# Risk Neutral and Real World Valuations using Monte Carlo

Assume I'm an investor that wants to sell exotic put options. No one else is selling my kind of put option, so I need to determine my own "Market Price" through Monte Carlo simulation. I know that by the law of one price, this should hold:

$$P_t = E^Q[P_t|\mathcal{F}_t] = E^P[P_t|\mathcal{F}_t]$$

In my risk neutral Monte Carlo valuation, I model my stock price as:

$$dS = rS_tdt + \sigma S_tdW_t$$

In my real world Monte Carlo valuation, I model my stock price as:

$$dS = \mu S_tdt + \sigma S_tdW_t$$

Just thinking about this intuitively though, the put option valued under my real world Monte Carlo simulation will be way cheaper than the put option under my risk neutral simulations, because the growth rate is so much higher. So what am I missing here? Am I wrong in my first statement, that expectation under the P and Q measures are equal, or am I formulating my second statements incorrectly?

• There is no contradiction only some confusion. Price at t given you are at t (condition on $\mathscr{F}_t$) is a number not a random variable. So your first equation holds trivially, it has nothing to do with the law of one price. Going to your second part, the growth rate in your simulations does not matter, if you condition on t. What you are really saying (at time t) is: The price I observe right now of my option is 10 (say). It is the same, no matter how I simulate the future.
– g g
Nov 26 '19 at 18:17
• The answers below are very good. I just want to add one observation, depending on how exotic your option is. If the underlying is illiquid and uncommonly traded then one might hesitate to apply arbitrage pricing theory at all for put options on the underlying. Nov 26 '19 at 19:41

There are at least two things going on here. First of all let $$\{Q_i \}$$ denote a set of equivalent probability measures, which includes your $$P$$ and $$Q$$ above.

1. Any $$F^i(t)$$ defined as $$F^i(t) = E_t^{Q_i} [P_T]$$ will be a martingale by application of the tower law.

2. With the definition above, it will not be the case that $$F^i(t) = F^j(t)$$. Instead, if $$dQ_i / dQ_j$$ denotes the measure change (technically called the Radon-Nikodym derivative), then

$$E_t^{Q_i} [P_T] = E_t^{Q_j} \left[ \frac{dQ_i}{dQ_j} P_T \right]$$

which is the correct form of the law of one price.
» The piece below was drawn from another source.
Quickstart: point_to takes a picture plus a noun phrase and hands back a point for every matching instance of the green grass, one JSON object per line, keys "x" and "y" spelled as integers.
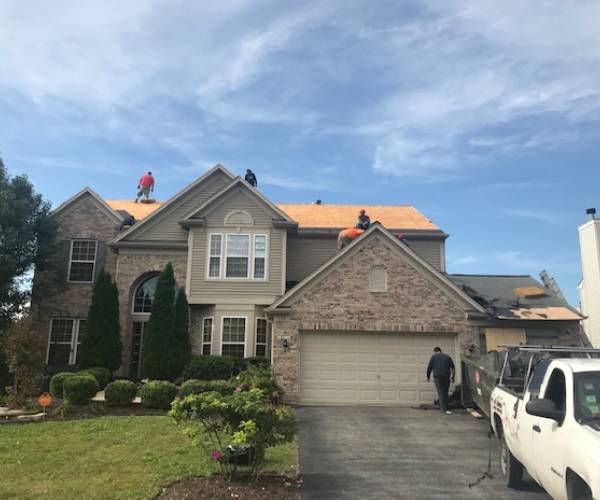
{"x": 108, "y": 457}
You probably wonder whether $$\mathbb{E}^\mathbb{P}[P_T\mid\mathcal{F}_t]= \mathbb{E}^\mathbb{Q}[P_T\mid\mathcal{F}_t]$$. Note the $$T$$ as index, i.e. the future unknown payoff and not the current price $$P_t$$.

Now, why should $$P_t$$ be a martingale under both, $$\mathbb{P}$$ and $$\mathbb{Q}$$? Most likely, it is not. Indeed, the reason why you use $$\mathbb{Q}$$ in the first place is because $$(P_t)$$ is not a martingale under $$\mathbb{P}$$. Instead, you define $$\mathbb{Q}$$ such that discounted basic assets (and hence derivatives) are martingales under $$\mathbb{Q}$$.

As you noted, the distribution of $$(S_t)$$ is quite different under $$\mathbb{P}$$ and $$\mathbb{Q}$$. Thus, the conditional expectations of $$P_T$$ differ too.